Review of their gig in Whelan's, Dublin, 10th February 2005
A fine Thursday night jaunt from the latest Irish act to perfect the surly rock sound.
The CLUAS Verdict?
7 out of 10
It is the start of Spring, even if the weather defies Mother Nature, and at this stage of every year bands sprout up like flowers amongst the weeds. From February onwards, new bands are plugged throughout the media for weeks on end and more established acts release new material & start out on touring duties. So expect to be swamped with interviews/reviews/articles on the hottest new bands (Bloc Party are currently leading the way) and some who might grab your attention (like Mainline) over the next while.
As the venue slowly filled up, it was obvious by some neutral comments muttered that many people were here just on the hype that currently surrounds Mainline. Vague expressions masked the faces of the few who were subjected to the dreadful background music and the non-appearance of a support act. The clock was ticking close to ten when the main act arrived through a hiss of smoke. All of the band members were attired in similar leather jackets and new-age style mullet haircuts. They looked like a gang of biker's kids making a pit stop to refuel and maybe rock out for a little while. Rock quickly became the definitive word though. Amps were cranked to the right and pedals were programmed to a grungy level before a wall of guitars started everything off.
Crammed onto the stage were six twenty somethings ready for battle with four guitars, keyboards and drums as their weapons of choice. A blue tint flickered just as the band opened with a soundtrack of Joy Division-styled cravings. The crowd started to warm to their sound straight away and the band fed off that energy. Rolling straight into the next track, more smoke fizzed out of the shadows thus creating a gloomy atmosphere. That atmosphere was further heightened on songs like 'Bounty' and 'Where The Ghosts Meet' where their sound came across as a large dosage of Black Rebel Motorcycle Club with some added punch.
One of the best things about Mainline is that their sound is very compact and all of the instruments gel well together. The keyboards stutter with a cloudy eeriness, the drums tap like a marcher's signature tune while the guitars dig deep and unveil a rugged intimacy. The lead vocals differ between a morbid Tim Burgess and a Velvet Underground-era Lou Reed, which suit the despondent lyrics.

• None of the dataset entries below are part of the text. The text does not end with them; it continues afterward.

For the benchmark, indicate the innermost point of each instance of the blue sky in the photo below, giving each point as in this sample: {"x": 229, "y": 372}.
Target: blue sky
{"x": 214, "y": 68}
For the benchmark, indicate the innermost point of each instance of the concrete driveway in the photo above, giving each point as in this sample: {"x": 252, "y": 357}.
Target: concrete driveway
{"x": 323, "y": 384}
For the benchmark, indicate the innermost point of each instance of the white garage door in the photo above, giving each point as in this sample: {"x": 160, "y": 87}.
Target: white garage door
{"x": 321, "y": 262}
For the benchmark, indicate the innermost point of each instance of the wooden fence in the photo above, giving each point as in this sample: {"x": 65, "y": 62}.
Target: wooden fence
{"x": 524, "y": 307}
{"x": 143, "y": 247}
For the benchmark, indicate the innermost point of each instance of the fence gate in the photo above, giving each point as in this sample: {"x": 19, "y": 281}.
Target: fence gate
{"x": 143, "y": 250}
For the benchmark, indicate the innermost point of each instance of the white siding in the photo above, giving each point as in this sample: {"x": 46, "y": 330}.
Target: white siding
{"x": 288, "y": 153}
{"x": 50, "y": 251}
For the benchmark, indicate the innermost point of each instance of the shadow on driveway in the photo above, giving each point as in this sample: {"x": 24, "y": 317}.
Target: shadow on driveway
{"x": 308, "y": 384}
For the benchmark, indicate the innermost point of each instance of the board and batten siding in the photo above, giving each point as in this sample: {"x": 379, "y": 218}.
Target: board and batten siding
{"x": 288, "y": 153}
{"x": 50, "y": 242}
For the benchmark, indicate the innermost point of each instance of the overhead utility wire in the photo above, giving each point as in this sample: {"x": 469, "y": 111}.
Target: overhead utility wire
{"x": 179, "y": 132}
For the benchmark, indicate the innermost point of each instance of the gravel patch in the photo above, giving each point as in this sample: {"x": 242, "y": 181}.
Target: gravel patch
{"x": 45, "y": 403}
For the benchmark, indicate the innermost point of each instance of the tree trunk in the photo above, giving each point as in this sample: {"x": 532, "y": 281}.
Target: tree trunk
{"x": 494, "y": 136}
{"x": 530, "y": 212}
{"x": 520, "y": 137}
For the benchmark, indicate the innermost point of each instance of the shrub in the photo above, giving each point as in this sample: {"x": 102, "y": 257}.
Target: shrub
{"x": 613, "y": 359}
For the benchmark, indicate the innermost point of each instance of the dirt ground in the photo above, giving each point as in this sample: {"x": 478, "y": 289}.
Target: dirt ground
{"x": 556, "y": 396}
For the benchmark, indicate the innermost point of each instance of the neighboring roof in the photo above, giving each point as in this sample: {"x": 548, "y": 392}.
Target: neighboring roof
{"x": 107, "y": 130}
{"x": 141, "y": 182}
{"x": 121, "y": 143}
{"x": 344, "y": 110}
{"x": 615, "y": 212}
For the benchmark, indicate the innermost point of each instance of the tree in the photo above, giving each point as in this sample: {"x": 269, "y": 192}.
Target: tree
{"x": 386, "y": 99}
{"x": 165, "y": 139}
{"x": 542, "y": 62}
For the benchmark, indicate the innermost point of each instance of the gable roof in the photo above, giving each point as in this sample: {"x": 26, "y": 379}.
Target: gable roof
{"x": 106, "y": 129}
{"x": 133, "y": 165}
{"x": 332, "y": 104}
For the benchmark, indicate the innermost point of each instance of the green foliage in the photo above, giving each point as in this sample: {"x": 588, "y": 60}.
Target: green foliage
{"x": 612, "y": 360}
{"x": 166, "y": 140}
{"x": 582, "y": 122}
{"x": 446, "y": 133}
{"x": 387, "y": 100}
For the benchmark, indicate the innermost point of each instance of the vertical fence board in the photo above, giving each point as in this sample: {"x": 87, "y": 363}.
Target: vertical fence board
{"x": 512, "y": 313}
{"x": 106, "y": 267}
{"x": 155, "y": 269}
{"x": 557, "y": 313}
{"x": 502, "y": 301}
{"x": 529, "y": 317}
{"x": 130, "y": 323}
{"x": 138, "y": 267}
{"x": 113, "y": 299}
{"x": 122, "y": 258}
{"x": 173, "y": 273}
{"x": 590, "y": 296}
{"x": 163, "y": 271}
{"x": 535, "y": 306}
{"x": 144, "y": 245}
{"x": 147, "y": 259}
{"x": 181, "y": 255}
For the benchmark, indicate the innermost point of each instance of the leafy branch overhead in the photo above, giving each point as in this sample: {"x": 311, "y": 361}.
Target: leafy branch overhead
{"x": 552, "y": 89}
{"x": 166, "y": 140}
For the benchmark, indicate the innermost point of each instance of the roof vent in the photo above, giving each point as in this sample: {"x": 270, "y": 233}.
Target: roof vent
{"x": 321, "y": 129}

'Mary Jane' and 'Re-birth' stand out as two of the stronger songs in their set due to a zip of enthusiasm in the vocals compared to previous mumblings on sections of earlier songs. All around the venue, the once expressionless faces now had a satisfied smirk in place.
Despite the lack of crowd interaction, Mainline are really good live performers. Taming a surly rock sound isn't an easy feat. This band do it really well, using the uneasy tone that Hope Of The States exploit so well and the downtrodden rock resolute of Jesus And The Mary Chain. This gig was a good introduction to the band's sound but their rock n' roll style exit (each member leaving the stage one by one dropping their instruments without any acknowledgement to the crowd) didn't do much to impress, and maybe even spoiled their final instrumental piece, which was really good.